Encrypt update values if encryption is enabled.

This method encrypts content and metadata values in update_values according to the encryption configuration. It handles type conversion for non-string values before encryption.

Parameters:

Name Type Description Default
update_values dict[str, Any]

Dictionary of values to encrypt. Supports "content" and "metadata" keys.

required
content_field_name str

The field name to use for content in the output. Defaults to CHUNK_KEYS.CONTENT. Useful for datastores like Elasticsearch that use "text" instead of "content".

CONTENT

Returns:

Type Description
dict[str, Any]

dict[str, Any]: Dictionary with encrypted values where applicable. The "content" key is mapped to content_field_name in the output.

Raises:

Type Description
ValueError

If encryption fails for any field.

HybridSearchType

Bases: StrEnum

Types of searches that can be combined in hybrid search.

SearchConfig

Bases: BaseModel

Configuration for a single search component in hybrid search.

Examples:

FULLTEXT search configuration: python config = SearchConfig( search_type=HybridSearchType.FULLTEXT, field="text", weight=0.3 )

VECTOR search configuration: python config = SearchConfig( search_type=HybridSearchType.VECTOR, field="embedding", em_invoker=em_invoker, weight=0.5 )

Attributes:

Name Type Description
search_type HybridSearchType

Type of search (FULLTEXT or VECTOR).

field str

Field name in the index (e.g., "text", "embedding").

weight float

Weight for this search in hybrid search. Defaults to 1.0.

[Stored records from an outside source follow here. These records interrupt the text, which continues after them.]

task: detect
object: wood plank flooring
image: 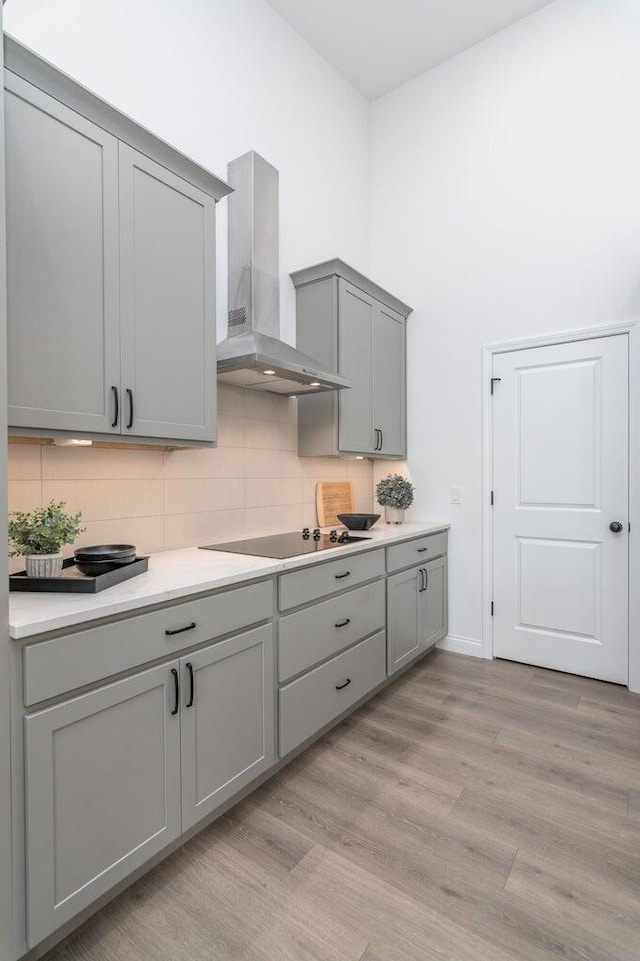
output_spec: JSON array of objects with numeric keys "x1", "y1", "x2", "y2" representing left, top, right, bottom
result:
[{"x1": 47, "y1": 651, "x2": 640, "y2": 961}]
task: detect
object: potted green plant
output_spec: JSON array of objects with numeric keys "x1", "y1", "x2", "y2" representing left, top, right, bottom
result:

em_invoker BaseEMInvoker | None

Embedding model invoker required for VECTOR type. Defaults to None.

top_k int | None

Per-search top_k limit (optional). Defaults to None.

extra_kwargs dict[str, Any]

Additional search-specific parameters. Defaults to empty dict.

validate_field_not_empty(v) classmethod

Validate that field name is not empty.

Parameters:

Name Type Description Default
v str

Field name value.

required

Returns:

Name Type Description
str str

Validated field name.

Raises:

Type Description
ValueError

If field name is empty.

validate_search_requirements()

Validate configuration based on search type.

Returns:

Name Type Description
SearchConfig 'SearchConfig'

Validated configuration instance.

Raises:

Type Description
ValueError

If required fields are missing for the search type.

validate_top_k(v) classmethod

Validate that top_k is positive if provided.

Parameters:

Name Type Description Default
v int | None

top_k value.

required

Returns:

Type Description
int | None

int | None: Validated top_k value.

Raises:

Type Description
ValueError

If top_k is provided but not positive.